It's pretty astonishing to me that Los Angeles-area college/public radio station KCRW (Santa Monica College) has made so much progress in digitizing its music library. So far they've digitized 50,000 CDs, 15,000 vinyl albums (including material from as far back as the 1940s), and 1200 live KCRW performances. Not only is KCRW lucky to have funding and sponsors for its digitization project, but they also employ a music librarian to oversee the collection. Starting this month they will be highlighting special selections from the music library over the air and on their website. You can also see a short documentary about their record library (used to help them pitch for funds to preserve it) on their website.

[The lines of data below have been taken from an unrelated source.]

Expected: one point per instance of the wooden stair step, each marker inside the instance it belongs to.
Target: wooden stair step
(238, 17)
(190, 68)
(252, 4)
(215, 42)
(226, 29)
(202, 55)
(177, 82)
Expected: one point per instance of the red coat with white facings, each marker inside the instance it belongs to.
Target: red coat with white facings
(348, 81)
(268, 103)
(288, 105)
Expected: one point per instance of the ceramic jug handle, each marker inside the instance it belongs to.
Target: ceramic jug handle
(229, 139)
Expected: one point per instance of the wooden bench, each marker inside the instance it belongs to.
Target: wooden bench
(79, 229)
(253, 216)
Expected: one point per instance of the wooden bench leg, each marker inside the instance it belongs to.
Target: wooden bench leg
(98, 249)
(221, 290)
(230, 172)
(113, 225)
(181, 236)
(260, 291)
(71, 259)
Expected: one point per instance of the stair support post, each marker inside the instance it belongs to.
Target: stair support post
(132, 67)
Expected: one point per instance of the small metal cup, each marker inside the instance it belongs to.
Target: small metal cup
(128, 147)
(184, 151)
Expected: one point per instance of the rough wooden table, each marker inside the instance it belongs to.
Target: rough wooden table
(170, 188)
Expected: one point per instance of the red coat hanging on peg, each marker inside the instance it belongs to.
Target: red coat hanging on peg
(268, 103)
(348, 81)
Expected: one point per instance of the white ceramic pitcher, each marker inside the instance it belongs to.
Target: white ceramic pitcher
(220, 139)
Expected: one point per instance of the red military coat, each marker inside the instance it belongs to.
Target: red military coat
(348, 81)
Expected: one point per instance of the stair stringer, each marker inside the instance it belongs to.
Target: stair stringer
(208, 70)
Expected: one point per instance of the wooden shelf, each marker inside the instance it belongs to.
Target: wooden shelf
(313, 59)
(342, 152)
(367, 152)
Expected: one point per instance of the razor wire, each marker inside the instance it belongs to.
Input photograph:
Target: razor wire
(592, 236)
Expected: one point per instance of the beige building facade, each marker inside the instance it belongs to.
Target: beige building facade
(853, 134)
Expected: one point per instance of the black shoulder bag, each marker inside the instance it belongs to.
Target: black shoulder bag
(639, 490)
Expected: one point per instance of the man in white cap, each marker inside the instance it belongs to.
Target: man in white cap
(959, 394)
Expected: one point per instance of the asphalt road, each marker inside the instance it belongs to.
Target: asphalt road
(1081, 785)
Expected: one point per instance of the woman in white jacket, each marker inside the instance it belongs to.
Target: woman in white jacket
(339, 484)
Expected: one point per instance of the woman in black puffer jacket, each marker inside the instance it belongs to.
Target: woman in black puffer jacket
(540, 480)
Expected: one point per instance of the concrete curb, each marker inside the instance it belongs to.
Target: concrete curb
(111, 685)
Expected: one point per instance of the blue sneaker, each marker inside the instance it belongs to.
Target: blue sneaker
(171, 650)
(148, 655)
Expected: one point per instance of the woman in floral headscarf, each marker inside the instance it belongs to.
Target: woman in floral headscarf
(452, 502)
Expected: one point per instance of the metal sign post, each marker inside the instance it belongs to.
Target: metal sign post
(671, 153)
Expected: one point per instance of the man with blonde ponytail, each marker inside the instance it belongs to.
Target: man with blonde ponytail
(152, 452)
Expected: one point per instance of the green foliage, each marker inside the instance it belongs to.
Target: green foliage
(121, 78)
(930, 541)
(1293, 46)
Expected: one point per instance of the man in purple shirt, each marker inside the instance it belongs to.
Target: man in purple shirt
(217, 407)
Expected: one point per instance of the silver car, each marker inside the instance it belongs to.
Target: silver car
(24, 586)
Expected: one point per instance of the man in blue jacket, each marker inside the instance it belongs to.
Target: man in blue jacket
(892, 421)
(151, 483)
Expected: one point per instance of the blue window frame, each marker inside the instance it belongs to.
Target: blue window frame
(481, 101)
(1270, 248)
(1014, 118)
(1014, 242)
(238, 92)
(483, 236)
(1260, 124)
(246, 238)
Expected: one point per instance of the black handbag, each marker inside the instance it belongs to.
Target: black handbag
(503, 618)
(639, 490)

Like many stations, KCRW has rare recordings that they would like to preserve for the future. No doubt some of these are on dying formats like reel-to-reel tape, cassettes, DAT and carts (not all that long ago my current station still played the 8-trackesque cart), which may not even have playback equipment in studios anymore.
Additionally, KCRW encounters the same space issues that most college stations have to deal with: too many records, not enough storage. I've worked at places with an appreciation for vinyl and CDs, which means that with each passing week more and more material has to somehow get squeezed into shelves that are already jam-packed with material. Other stations probably address the space issue by just not adding CDs or vinyl, instead acquiring music primarily in digital formats. At some stations there may even be DJs who do entire shows without touching CDs or vinyl records.
How does your station archive its music? Do you purge things from your record library to make room for new items? Do you digitize music? Do you regularly acquire mp3s for DJs to play or do you primarily play vinyl and CD recordings? How would you feel about switching to an all-digital format?